As a part of the broad Living sector, healthcare will benefit from both a growing and ageing Australian population. With the nation enjoying the highest standard of healthcare based on equity and health outcomes, investments are required to maintain and uphold the current standards. The Intergenerational Report 2023 outlines the significant spending pressures impacted by the ageing population – health, aged care, and the National Disability Insurance Scheme (NDIS). It is estimated that the ageing population alone will account for approximately 40 percent of the increase in government spending over the next 40 years1. Expansions for healthcare services, aged care or home care will be required to increase the support sector.

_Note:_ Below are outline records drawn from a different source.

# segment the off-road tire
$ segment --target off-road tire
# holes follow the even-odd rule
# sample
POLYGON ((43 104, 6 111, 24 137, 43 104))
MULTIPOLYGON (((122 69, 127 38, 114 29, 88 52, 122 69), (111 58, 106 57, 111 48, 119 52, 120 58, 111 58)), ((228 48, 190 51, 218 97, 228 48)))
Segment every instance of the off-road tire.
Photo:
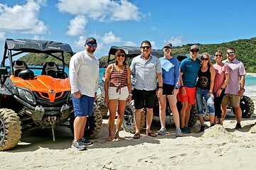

Australians entering the retirement phase are expected to have higher superannuation balances because they received the superannuation guarantee for an extended period in their careers and at a higher rate1. While government spending plays a role, the pressure on public healthcare won’t be entirely alleviated, given budget constraints. Government incentivisation of private health insurance and the growing wealth of retirees will likely sustain a strong demand for private healthcare and aged services alongside public options. With the growth in healthcare demand, value-added opportunities are now presenting as a sector with compelling risk-adjusted returns.
‘The lucky country’ remains well positioned for investors, with a myriad of opportunities in built-to-sell, build-to-rent and diverse healthcare assets.
 Australian Government, The Treasury, Intergenerational Report 2023.